Сегодня теория экстрамиссии кажется дикой – ну не дураки ли все эти античные философы? Например, если зрение требует, чтобы лучи из глаз достигли предмета, на который мы смотрим, то как мы видим звезды? На самом деле, осознанно или нет, современный человек с детства впитывает в себя великие открытия Ньютонов, Максвеллов и Пастеров. Мы интуитивно понимаем, что у земли есть притяжение, что в розетке ток, что грязные предметы населены микробами, но эта интуиция на самом деле основана на знаниях, накопленных за многие тысячелетия. В XXI в. сложно поставить себя на место античного ученого, почти ничего не знающего о структуре Вселенной, природе света и работе мозга. Как, например, объяснить, что мы видим только перед собой, если не знать, что свет состоит из прямых лучей? Без специальных приборов совершенно не очевидно, что свет куда-то движется, причем по прямой. Если на секунду забыть учебник по физике, в котором свет нарисован прямой стрелкой, то становится неясно, почему мы не видим позади себя. С этой точки зрения идея о том, что мы физически «ощупываем» предметы глазами, интуитивно кажется более очевидной. Стоики, например, пользовались аналогией палки, с помощью которой «видят» слепые, – точно так же мы не видим позади себя, потому что не щупаем там «палкой» своего зрения.



Вопросы оптики зрения были окончательно решены относительно недавно, в XVI в., когда Иоганн Кеплер установил, что хрусталик проецирует перевернутое изображение на заднюю поверхность глаза.
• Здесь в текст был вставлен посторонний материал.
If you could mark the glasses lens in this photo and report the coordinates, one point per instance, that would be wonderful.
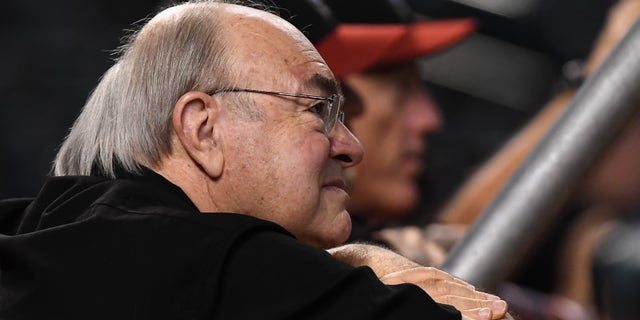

В древности считалось, что глаз видит всем своим объемом, но сегодня мы знаем, что чувствительна к свету в нашем глазу только сетчатка, а все остальное нужно для проведения и преломления лучей. Так или иначе, рассуждения средневекового ученого Ибн аль-Хайсама остаются в силе до сих пор: из глаза ничего не излучается.

Тем не менее психологические исследования показывают, что люди и сегодня интуитивно склонны к теории экстрамиссии4. Детям кажется логичным, что глаза проецируют что-то на окружающий мир. Если им показывать образовательные фильмы, опровергающие экстрамиссию, а потом показывать картинки, в которых лучи двигаются из глаз или в глаза, то сразу после просмотра они выбирают правильные варианты, но через несколько месяцев забывают содержание фильма и снова начинают склоняться к лучам из глаз. Встречается такое и среди взрослых, причем независимо от наличия у них высшего образования. Человек склонен считать зрение активным процессом, тогда как наука утверждает, что зрение пассивно. Это отражено даже в языке: мы смотрим на предметы, а не предметы «смотрятся» на нас, как льется на нас вода или дует на нас ветер.

Чем объясняется такая живучесть, казалось бы, смехотворной теории из древности? Возможно, тем, что она не так смехотворна, как кажется. Просто в ее античной формулировке сказывается недостаток фактических знаний, а именно тот факт, что древние ученые до смешного игнорировали мозг. Одни считали его устройством для охлаждения, другие устройством для изготовления спермы, а египтяне вообще думали, что функция мозга – доставлять в нос слизь. С точки зрения философов прошлого, ощущения порождаются органами чувств, которые общаются напрямую с душой. Если сегодня вопросы зрения считаются вопросами нейробиологии, то есть науки о мозге, то в древности зрение изучала оптика – наука о поведении света и его взаимодействии с глазом5. В этом заключается главная неполноценность рассуждений Платона: они концентрируются на глазах, которые на самом деле играют сугубо «принимающую» роль придатков мозга и ничего во внешний мир не излучают. Но вот если отрешиться от глаз и углубиться в механизмы восприятия, спрятанные в глубине нервной системы, то «два огня» Платона, с двух сторон сливающиеся в единое ощущение, звучат поразительно современно.